Тибо де Фрей подвел Бертрана к столу и сам налил ему кубок вина. А потом тихонько сказал Генриху де Сов, чтобы он подпоил паренька и самолично выпроводил из замка, а завтра встретил его у ворот и сразу же отправился с ним в Авиньон.

Де Сов усмехнулся в ответ, смакуя вино.

Бертран и не заметил, как отец увел Катрин, а его уже похлопывали по плечу, ударяли полными кубками об его кубок, обдавая тяжелым винным запахом, и он сам жадно припал к вину. Рыцари за столом рассказывали какие-то истории, в основном похабные, про продажных женщин в притонах, и Бертрану становилось не по себе. Генрих де Сов молчал, потягивая вино, смотря на всю компанию со стороны и не участвуя в общей беседе.

Вот появился за столом Тибо де Фрей, и уже захмелевший Бертран понял, что попойка закончилась и среди всех он единственный, кто плохо держится на ногах и с трудом соображает. Рыцари барона смотрели на него немного презрительно.

– Генрих, прошу тебя, проводи Атталя, он нехорошо себя чувствует, – сказал барон шевалье де Сов.

Бертран, как и любой пьяный человек, сознающий свою храбрость и остро ощущающий несправедливость по отношению к себе, поднялся и отбросил в сторону руку Генриха де Сов, которой он хотел поддержать парня.

– Вы меня здесь напоили! – воскликнул Бертран. – А ведь я не хотел пить!

– Не хотел бы – не пил, – проворчал рыцарь, сидевший рядом.

– Я хотел поговорить с Катрин, прежде чем пойду сражаться с адскими бесами, у которых в пасти клыки, а на руках когти!

– Это кто ж такие? – усмехнулся Тибо де Фрей. – Ты на львиную охоту собрался?

– На сарацин! – уверенно ответил Бертран и покачнулся.

– Кто тебе сказал, что сарацины так выглядят? А? Ха-ха! – рассмеялся Генрих де Сов.

– Францисканский монах, отец Лотер! Вы думаете, это вы, барон, позвали меня с собой в Святую землю? Нет, это отец Лотер пришел ко мне в дом проповедовать святую войну, и я услышал его и сам собирался идти освобождать Гроб Господень!

Дружный хохот барона и его рыцарей многократно отразился от высоких стен рыцарского зала.

– Монах глуп! – заключил де Фрей. – Таких проповедников надо в шею гнать! Что я и сделал вчера! Он пришел в Монтефлер, нес всякую дребедень. Как уж там он говорил? В молочных реках Святой земли можно будет купаться и отмыть все скверны души! Ха-ха! А вот еще – сарацины трусливы и ничтожны, они бегут, как зайцы при одном виде креста.

– А вы сомневаетесь в этом, барон? – возмутился Атталь.

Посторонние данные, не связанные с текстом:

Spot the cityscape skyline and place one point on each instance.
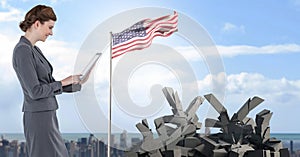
(258, 43)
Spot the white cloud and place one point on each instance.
(12, 14)
(191, 54)
(230, 51)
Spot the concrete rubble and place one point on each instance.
(239, 136)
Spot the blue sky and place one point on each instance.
(259, 43)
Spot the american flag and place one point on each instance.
(140, 35)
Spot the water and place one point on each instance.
(285, 137)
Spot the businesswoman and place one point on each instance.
(43, 138)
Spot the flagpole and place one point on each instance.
(110, 95)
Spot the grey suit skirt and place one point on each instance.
(42, 135)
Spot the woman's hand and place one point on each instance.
(73, 79)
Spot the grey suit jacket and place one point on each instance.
(35, 76)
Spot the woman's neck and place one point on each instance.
(30, 37)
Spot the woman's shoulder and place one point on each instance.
(23, 46)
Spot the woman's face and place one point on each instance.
(45, 29)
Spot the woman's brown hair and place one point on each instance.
(41, 13)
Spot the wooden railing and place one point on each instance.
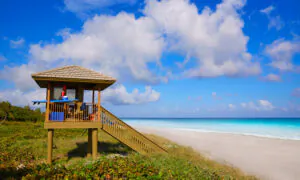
(75, 112)
(127, 135)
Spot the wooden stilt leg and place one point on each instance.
(50, 145)
(95, 142)
(89, 154)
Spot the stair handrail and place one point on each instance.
(131, 128)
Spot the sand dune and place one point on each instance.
(266, 158)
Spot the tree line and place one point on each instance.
(16, 113)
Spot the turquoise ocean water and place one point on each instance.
(282, 128)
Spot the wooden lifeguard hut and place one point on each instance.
(74, 112)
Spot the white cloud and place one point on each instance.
(82, 7)
(260, 105)
(267, 10)
(121, 46)
(17, 97)
(214, 38)
(281, 52)
(17, 43)
(21, 76)
(118, 95)
(296, 92)
(274, 21)
(272, 77)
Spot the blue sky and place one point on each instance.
(172, 58)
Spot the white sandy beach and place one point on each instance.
(266, 158)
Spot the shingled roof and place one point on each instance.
(72, 74)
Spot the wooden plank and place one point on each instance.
(71, 125)
(48, 102)
(50, 145)
(95, 143)
(89, 154)
(99, 105)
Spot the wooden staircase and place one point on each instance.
(128, 135)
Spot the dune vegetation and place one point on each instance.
(23, 153)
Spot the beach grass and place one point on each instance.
(23, 153)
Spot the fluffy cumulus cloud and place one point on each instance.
(129, 48)
(118, 95)
(121, 46)
(18, 97)
(214, 38)
(272, 77)
(281, 52)
(274, 21)
(83, 7)
(21, 76)
(17, 43)
(267, 10)
(260, 105)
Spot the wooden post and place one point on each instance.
(50, 145)
(48, 102)
(89, 154)
(99, 106)
(93, 96)
(93, 105)
(95, 142)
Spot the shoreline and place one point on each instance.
(266, 158)
(235, 133)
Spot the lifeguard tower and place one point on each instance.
(74, 112)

– Парень, ты пьян и просто мало что вообще знаешь в жизни. Такие речи сулят легкую победу, вселяют безрассудство. А его совсем не нужно в святой войне. Сарацины – враг лютый и умелый. Врага надо уважать и знать, что он просто так не сдаст города и не покинет земли, на которых живет уже сотни лет. Было бы все так, как говорит этот глупый францисканец, то мы бы не в поход очередной собирались, а на паломничество в Иерусалим, где все наше – христианское, и вера наша простирается на Востоке далеко за горизонт. А вот нет же, Атталь, трусливые сарацины крепко засели и в Иерусалиме, и в других землях, и только и знают, что теснят наших собратьев.

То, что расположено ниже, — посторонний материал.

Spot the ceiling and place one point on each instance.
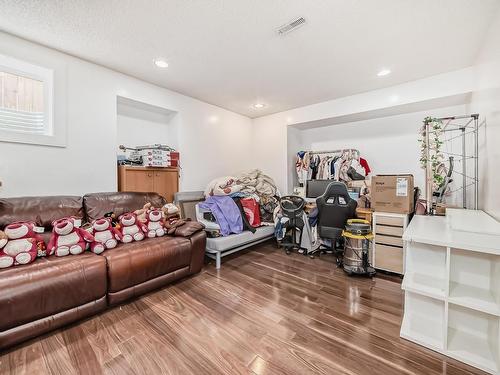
(227, 52)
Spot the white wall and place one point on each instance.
(271, 133)
(141, 124)
(389, 144)
(212, 141)
(486, 102)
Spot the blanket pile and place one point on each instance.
(249, 183)
(252, 184)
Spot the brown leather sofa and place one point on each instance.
(52, 291)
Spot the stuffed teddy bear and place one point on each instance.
(19, 244)
(130, 228)
(171, 218)
(105, 235)
(141, 214)
(68, 238)
(153, 226)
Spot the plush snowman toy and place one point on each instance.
(19, 244)
(105, 235)
(153, 226)
(130, 228)
(68, 238)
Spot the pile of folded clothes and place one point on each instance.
(243, 202)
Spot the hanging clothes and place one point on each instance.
(302, 163)
(365, 165)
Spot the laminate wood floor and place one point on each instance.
(263, 313)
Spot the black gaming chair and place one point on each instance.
(335, 207)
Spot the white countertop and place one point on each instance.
(462, 229)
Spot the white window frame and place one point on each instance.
(54, 134)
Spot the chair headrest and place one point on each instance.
(335, 189)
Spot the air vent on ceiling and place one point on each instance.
(292, 25)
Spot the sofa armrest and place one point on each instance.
(198, 244)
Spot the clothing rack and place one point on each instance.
(333, 151)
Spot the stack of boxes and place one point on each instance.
(159, 158)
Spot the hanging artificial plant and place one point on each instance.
(435, 143)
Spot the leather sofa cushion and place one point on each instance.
(188, 229)
(47, 208)
(136, 262)
(98, 204)
(49, 286)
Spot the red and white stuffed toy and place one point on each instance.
(105, 235)
(130, 228)
(153, 225)
(19, 244)
(68, 238)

Бертран не понял, откуда появился капеллан Филипп, возможно, он уже некоторое время вошел в рыцарский зал и наблюдал за молодым шевалье. Капеллан шепнул ему, что хочет поговорить, и Атталь, несмотря на хмель, понимавший, что в рыцарском обществе сейчас он вызывает только смех, проследовал за отцом Филиппом.

Капеллан повел шевалье в свою комнату-келью, находившуюся рядом с часовней. Генрих де Сов предварительно сделал знак капеллану, приложив палец ко рту, и священник понуро кивнул.